Genehmigung für die regelmäßige vorübergehende Ausfuhr von kirchlichem Kulturgut in Drittstaaten beantragen
Quelle: Serviceportal Rheinland-PfalzAls Kirche oder als Religionsgemeinschaft, die als eine Körperschaft des öffentlichen Rechts anerkannt ist, haben Sie die Möglichkeit, eine spezifische offene Genehmigung zu beantragen, wenn Sie regelmäßig vorübergehend ein bestimmtes Kulturgut aus ihrem Bestand aus Deutschland in einen oder mehrere Drittstaaten ausführen möchten.
Dies ist zu empfehlen, wenn ausgewählte Objekte in einem bestimmten Zeitraum regelmäßig mehrmals ein- und ausgeführt werden sollen.

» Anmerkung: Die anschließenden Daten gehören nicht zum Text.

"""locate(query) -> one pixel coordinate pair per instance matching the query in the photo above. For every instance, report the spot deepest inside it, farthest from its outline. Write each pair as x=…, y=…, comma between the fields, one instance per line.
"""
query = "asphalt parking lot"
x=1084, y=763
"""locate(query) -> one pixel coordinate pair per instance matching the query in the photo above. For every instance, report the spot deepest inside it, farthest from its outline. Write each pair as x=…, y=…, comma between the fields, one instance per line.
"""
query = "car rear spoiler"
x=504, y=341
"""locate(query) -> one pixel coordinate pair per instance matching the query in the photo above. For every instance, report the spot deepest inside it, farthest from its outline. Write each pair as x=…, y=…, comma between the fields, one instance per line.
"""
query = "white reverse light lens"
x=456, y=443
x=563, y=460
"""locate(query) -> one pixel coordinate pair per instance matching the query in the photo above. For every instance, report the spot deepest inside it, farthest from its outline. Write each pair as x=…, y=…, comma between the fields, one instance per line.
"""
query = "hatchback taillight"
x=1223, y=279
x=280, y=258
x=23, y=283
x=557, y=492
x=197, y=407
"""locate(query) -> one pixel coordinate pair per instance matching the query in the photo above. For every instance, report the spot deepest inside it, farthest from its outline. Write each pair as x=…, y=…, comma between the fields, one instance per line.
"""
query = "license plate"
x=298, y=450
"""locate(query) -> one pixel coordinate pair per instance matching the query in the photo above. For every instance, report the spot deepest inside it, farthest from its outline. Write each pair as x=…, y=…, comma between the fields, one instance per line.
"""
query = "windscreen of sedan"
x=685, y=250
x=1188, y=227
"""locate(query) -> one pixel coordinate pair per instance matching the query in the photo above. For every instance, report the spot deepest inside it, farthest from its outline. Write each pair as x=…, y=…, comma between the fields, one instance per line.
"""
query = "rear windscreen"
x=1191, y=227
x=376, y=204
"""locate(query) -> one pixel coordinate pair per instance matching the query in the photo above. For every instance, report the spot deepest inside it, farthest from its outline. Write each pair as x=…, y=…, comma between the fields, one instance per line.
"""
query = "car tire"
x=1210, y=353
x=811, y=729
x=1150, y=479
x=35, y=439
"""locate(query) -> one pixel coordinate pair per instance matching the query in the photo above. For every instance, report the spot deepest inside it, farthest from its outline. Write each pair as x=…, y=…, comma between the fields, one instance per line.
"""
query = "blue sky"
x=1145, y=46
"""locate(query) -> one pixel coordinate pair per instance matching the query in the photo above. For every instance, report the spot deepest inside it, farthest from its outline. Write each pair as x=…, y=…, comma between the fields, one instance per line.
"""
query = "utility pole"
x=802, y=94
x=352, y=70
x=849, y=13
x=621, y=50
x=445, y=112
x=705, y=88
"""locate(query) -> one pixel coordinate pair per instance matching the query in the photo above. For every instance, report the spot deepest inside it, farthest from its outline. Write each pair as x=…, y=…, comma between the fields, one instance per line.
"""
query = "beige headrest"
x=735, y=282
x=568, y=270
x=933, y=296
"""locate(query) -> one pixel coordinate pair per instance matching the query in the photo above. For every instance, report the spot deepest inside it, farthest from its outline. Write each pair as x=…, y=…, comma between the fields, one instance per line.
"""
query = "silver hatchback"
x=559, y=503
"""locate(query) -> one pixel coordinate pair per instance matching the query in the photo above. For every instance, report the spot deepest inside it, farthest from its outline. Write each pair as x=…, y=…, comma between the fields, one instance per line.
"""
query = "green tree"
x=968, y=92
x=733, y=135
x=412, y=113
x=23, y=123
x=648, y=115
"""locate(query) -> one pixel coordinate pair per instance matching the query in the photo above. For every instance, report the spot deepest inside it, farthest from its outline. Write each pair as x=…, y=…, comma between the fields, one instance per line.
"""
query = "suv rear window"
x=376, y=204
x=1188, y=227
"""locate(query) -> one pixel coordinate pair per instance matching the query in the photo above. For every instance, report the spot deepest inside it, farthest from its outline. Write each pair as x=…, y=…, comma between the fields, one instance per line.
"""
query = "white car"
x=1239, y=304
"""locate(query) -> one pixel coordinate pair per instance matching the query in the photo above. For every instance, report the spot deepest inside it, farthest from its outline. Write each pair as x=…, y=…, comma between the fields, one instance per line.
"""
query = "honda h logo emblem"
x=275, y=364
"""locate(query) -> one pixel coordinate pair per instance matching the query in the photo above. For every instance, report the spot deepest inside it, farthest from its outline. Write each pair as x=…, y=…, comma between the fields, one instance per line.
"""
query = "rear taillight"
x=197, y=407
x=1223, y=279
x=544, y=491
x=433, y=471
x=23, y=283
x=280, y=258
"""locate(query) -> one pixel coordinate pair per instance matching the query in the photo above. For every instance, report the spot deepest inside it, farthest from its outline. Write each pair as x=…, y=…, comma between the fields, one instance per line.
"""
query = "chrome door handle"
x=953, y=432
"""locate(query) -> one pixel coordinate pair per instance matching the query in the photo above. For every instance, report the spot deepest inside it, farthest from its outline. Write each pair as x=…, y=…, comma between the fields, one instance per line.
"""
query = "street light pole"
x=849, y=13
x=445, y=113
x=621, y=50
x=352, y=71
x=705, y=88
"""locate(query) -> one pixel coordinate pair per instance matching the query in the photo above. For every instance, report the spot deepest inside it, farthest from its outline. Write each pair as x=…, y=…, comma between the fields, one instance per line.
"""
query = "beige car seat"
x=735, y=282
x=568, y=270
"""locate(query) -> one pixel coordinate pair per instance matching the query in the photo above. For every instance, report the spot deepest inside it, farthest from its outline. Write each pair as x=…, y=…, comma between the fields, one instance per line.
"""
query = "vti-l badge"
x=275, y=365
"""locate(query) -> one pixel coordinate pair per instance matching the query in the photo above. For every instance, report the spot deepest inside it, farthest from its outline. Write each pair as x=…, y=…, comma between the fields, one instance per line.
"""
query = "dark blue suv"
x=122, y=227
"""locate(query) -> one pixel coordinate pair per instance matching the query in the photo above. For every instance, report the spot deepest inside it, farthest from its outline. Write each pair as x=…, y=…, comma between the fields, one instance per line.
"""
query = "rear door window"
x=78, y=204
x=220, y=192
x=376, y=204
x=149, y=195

Zum Beispiel, weil sie in wechselnden Ausstellungen gezeigt werden.
Vorübergehend ist eine Ausfuhr, wenn sie höchstens für 5 Jahre erfolgen soll.
Als Kulturgüter gelten beispielsweise:
- Kunstwerke
- archäologische Objekte
- Archivgut
- Handschriften
- Antiquitäten, wie Möbel, Musikinstrumente oder Schmuck
Welche Objekte zu Kulturgütern zählen, ist in Anhang I der Verordnung (EG) Nummer 116/2009 sowie auf der Internetseite des Beauftragten der Bundesregierung für Kultur und Medien aufgeführt.
Der finanzielle Wert des Kulturguts wird entweder durch den Preis bestimmt, der innerhalb der letzten 3 Jahre bei einem Kauf oder Verkauf bezahlt wurde, oder durch eine nachvollziehbare Schätzung des Wertes zum Zeitpunkt der Antragstellung innerhalb Deutschlands.
Sie müssen die Herkunft des Kulturguts mit einem Provenienznachweis belegen. Geeignete Nachweise können zum Beispiel sein:
- Belege für den Kauf oder sonstigen Erwerb wie
- Kaufverträge
- Rechnungen
- Testamente
- Versicherungsnachweise
- Auszüge aus Auktions- und Ausstellungskatalogen
- alte Fotografien, die das Werk zeigen
Sie können die Genehmigung bei der zuständigen Landesbehörde des Bundeslandes, in dem sich das Kulturgut befindet, beantragen.